Some Ordinances Should Stay Dusty

It’s been busy, and the courts haven’t provided much material for posts in the last two months.  I have a minute now, though, so it’s time to discuss the story on the front page of last Thursday’s Pioneer Press telling us about Lake Elmo’s plans to enforce a ban on “non-local produce, ” apparently including Christmas trees.  The way the news stories present it, Lake Elmo has an ordinance banning the sale of non-Lake Elmo produce, which has been on the books since 1980 but has been overlooked for the last 29 years.  City officials appear in the story making blatantly protectionist statements.  Having been awakened to the issue by a request to expand a parking area, the City plans to put the restriction into play starting Jan. 1.

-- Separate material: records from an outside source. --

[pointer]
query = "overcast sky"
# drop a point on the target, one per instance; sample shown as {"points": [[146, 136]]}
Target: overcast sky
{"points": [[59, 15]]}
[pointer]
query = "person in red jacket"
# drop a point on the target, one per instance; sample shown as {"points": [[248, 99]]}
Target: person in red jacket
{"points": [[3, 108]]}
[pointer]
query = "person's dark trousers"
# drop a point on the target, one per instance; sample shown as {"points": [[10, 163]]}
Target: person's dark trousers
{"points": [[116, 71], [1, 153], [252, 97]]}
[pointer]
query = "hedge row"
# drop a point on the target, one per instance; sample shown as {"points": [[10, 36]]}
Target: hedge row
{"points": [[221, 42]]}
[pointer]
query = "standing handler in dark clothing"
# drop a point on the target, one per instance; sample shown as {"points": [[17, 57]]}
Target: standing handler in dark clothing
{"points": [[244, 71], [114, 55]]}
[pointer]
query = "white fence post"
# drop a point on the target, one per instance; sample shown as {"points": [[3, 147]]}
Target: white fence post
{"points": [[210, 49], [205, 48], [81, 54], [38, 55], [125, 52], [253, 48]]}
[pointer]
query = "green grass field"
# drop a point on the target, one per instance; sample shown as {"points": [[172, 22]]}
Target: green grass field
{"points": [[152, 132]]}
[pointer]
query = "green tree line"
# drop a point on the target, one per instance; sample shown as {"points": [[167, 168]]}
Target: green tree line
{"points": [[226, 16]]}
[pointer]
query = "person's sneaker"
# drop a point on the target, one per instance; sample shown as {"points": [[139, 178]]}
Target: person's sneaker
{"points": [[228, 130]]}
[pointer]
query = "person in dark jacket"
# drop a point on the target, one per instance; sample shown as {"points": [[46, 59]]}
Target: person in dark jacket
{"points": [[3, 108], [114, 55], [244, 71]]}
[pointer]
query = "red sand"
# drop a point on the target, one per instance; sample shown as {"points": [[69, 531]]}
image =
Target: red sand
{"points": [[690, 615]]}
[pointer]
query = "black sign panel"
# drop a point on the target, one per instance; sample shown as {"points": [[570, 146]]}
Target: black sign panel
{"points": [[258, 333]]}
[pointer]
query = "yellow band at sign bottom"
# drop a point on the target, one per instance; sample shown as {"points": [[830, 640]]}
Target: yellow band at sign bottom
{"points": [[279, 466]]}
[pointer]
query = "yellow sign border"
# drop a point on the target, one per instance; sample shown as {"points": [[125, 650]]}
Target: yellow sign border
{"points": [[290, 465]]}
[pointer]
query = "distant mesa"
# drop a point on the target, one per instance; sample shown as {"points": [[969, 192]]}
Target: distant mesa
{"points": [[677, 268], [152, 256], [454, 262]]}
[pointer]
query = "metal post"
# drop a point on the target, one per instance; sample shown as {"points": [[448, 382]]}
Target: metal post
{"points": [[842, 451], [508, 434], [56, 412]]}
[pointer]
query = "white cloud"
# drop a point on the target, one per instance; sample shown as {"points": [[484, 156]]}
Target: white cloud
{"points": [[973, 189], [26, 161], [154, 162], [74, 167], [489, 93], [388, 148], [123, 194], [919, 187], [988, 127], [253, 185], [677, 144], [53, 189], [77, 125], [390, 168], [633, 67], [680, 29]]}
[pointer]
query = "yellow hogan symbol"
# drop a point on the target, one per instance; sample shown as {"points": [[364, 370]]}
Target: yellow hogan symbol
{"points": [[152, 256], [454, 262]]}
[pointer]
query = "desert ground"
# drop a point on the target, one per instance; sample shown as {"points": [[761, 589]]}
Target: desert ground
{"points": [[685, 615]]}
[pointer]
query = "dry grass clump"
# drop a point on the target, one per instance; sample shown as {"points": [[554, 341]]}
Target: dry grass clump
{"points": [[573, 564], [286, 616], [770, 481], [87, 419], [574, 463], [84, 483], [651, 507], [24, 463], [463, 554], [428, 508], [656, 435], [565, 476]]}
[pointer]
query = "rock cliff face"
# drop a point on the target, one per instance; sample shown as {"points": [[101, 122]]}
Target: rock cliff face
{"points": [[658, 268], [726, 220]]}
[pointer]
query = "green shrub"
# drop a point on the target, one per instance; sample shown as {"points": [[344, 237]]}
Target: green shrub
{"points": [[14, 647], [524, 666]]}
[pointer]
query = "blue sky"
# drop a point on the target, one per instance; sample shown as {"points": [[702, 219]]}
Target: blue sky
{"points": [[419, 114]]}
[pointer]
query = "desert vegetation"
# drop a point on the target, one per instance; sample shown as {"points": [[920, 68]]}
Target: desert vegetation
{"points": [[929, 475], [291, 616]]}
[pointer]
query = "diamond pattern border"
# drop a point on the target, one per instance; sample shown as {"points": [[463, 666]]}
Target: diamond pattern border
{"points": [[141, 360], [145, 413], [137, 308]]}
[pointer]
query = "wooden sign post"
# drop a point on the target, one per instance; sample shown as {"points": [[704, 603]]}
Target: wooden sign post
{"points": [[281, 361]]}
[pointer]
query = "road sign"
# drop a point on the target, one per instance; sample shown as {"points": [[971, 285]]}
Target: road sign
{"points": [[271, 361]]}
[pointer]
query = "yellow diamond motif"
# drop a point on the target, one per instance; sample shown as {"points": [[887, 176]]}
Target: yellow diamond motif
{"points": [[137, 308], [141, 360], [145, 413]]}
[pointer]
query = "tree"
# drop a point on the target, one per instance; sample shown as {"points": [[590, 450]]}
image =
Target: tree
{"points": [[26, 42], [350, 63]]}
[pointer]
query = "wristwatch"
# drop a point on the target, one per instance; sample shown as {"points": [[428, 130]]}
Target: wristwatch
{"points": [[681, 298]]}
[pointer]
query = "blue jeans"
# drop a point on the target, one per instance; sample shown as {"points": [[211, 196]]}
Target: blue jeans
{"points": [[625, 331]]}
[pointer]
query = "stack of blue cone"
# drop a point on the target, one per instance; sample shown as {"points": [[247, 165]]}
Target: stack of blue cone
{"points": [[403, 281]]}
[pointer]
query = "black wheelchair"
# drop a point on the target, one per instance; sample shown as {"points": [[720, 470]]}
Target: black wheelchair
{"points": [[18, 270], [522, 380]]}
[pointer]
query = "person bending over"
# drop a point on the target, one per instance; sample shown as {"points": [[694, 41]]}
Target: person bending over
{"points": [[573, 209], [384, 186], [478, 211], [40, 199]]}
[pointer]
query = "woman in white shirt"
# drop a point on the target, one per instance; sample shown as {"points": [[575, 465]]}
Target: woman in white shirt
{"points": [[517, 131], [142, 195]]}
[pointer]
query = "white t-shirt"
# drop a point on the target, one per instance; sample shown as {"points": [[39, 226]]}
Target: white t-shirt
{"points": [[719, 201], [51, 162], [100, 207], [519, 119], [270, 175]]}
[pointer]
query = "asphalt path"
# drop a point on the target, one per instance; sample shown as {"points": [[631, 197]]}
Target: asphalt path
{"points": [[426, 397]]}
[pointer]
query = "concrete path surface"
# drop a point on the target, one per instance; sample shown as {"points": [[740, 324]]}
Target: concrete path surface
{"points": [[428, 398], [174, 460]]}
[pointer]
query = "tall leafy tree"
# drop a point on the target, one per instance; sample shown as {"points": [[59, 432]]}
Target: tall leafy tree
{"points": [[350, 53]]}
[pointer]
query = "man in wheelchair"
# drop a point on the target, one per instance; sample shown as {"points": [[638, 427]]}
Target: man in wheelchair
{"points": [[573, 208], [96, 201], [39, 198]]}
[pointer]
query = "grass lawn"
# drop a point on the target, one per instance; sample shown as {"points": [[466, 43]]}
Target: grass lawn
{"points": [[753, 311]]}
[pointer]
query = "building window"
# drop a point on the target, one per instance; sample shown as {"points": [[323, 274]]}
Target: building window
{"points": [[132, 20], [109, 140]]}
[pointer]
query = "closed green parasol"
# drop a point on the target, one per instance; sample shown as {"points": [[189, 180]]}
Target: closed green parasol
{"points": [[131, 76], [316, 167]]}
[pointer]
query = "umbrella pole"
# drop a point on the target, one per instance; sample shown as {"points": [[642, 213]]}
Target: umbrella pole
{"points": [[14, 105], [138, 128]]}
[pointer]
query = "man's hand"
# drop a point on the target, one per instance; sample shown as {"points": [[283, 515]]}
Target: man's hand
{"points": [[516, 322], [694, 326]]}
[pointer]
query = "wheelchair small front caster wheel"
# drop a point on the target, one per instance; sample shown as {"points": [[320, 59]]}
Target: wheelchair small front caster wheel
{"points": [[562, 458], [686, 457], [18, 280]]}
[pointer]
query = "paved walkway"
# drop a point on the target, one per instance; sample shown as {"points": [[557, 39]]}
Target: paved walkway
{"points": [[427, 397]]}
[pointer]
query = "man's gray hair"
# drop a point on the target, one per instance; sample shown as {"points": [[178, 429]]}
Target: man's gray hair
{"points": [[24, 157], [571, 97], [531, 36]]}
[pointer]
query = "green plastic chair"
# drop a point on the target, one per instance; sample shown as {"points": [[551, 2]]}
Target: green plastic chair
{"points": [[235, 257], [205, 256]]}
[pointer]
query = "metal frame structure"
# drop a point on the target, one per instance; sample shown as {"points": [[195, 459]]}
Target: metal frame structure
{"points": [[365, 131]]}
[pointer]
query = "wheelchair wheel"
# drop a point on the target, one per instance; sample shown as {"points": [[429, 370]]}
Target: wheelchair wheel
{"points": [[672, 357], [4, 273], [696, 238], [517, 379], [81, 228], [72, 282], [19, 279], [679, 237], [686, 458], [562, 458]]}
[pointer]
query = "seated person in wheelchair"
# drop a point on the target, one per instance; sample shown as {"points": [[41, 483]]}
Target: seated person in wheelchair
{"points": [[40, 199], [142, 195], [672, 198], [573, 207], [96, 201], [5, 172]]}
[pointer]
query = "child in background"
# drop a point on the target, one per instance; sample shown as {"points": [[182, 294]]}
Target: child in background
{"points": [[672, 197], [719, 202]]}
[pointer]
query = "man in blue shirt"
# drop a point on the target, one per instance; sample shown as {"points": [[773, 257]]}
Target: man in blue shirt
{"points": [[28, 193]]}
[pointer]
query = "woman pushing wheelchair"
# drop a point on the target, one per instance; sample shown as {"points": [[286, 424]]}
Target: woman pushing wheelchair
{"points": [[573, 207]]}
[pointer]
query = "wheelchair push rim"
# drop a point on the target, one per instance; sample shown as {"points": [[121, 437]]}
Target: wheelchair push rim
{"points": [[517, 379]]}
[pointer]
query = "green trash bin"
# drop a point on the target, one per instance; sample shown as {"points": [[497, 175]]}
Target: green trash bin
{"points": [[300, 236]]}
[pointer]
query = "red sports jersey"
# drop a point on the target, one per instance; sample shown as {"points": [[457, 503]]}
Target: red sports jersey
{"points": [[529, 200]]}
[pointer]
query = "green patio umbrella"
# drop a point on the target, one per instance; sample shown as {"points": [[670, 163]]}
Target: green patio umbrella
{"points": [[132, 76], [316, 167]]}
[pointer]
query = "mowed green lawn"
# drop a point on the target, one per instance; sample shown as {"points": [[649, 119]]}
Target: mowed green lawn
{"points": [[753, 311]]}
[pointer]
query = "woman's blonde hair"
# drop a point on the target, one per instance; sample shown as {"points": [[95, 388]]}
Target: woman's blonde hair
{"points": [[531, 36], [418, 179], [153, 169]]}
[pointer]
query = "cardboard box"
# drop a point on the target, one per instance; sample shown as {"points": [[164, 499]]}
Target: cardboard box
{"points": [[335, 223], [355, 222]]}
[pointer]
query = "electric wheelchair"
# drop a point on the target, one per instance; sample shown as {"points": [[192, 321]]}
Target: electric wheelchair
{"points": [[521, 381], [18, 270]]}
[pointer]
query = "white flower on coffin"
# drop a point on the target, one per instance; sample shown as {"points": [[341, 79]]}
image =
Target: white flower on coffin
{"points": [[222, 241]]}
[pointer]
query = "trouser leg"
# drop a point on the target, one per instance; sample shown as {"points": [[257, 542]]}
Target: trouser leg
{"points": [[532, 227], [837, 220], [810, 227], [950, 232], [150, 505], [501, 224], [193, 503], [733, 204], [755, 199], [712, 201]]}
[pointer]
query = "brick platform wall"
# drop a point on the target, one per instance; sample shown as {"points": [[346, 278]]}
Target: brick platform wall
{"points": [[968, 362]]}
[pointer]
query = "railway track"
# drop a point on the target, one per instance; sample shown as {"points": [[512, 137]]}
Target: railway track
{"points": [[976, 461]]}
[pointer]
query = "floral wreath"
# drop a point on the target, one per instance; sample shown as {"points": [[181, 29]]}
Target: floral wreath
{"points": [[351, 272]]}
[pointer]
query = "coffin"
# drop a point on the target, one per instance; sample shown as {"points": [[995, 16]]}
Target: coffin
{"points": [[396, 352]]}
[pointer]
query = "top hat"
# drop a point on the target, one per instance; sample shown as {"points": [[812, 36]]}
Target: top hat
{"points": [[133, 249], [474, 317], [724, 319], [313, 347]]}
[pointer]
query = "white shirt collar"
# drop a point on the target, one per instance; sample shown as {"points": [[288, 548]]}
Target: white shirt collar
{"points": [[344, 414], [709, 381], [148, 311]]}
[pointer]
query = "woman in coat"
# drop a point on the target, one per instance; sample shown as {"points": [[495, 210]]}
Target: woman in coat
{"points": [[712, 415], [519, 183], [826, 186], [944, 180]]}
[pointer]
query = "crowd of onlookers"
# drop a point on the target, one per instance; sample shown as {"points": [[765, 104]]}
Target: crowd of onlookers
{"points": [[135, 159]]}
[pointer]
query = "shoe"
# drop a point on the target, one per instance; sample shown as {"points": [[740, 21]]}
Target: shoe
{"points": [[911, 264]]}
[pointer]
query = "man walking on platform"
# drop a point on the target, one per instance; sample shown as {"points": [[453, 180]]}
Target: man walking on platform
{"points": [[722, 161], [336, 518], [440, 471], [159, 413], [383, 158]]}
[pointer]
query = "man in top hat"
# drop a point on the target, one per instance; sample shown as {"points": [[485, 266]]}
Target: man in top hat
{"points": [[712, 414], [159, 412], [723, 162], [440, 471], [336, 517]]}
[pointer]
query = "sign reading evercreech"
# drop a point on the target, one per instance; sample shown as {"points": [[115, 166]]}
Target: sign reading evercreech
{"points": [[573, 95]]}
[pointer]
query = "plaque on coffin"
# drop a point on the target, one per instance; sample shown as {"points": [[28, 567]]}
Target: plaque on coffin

The news stories don’t mention this, but it’s not even remotely legal for Lake Elmo to establish a trade restriction like that.  The Christmas trees of at least one of the sellers quoted come to his Lake Elmo location from Wisconsin.  Two words: “interstate commerce.”  The State doesn’t have the power to make this sort of regulation, so it’s a safe bet that Lake Elmo also lacks that authority. 

Of course, the “Lake Elmo ordinance” isn’t a blatant standalone trade restriction.  It’s a wrinkle in its zoning code.  In some of its agricultural districts, Lake Elmo allows “Agricultural Sales Businesses” as a permitted use.  Flip back to the beginning of their code book, and you’ll find “Agrigultural Sales Business” defined:

AGRICULTURAL SALES BUSINESS.  The retail sale of fresh fruits, vegetables, flowers, herbs, trees, or other agricultural, floricultural, or horticultural products produced on the premises.  The operation may be indoors or outdoors, include pick-your-own opportunities, and may involve accessory sales of unprocessed foodstuffs; home processed food products such as jams, jellies, pickles, sauces; or baked goods and homemade handicrafts.  The floor area devoted to the sale of accessory items shall not exceed 25% of the total floor area.  No commercially packaged handicrafts or commercially processed or packaged foodstuffs shall be sold as accessory items.  No activities other than the sale of goods as outlined above shall be allowed as part of the AGRICULTURAL SALES BUSINESS.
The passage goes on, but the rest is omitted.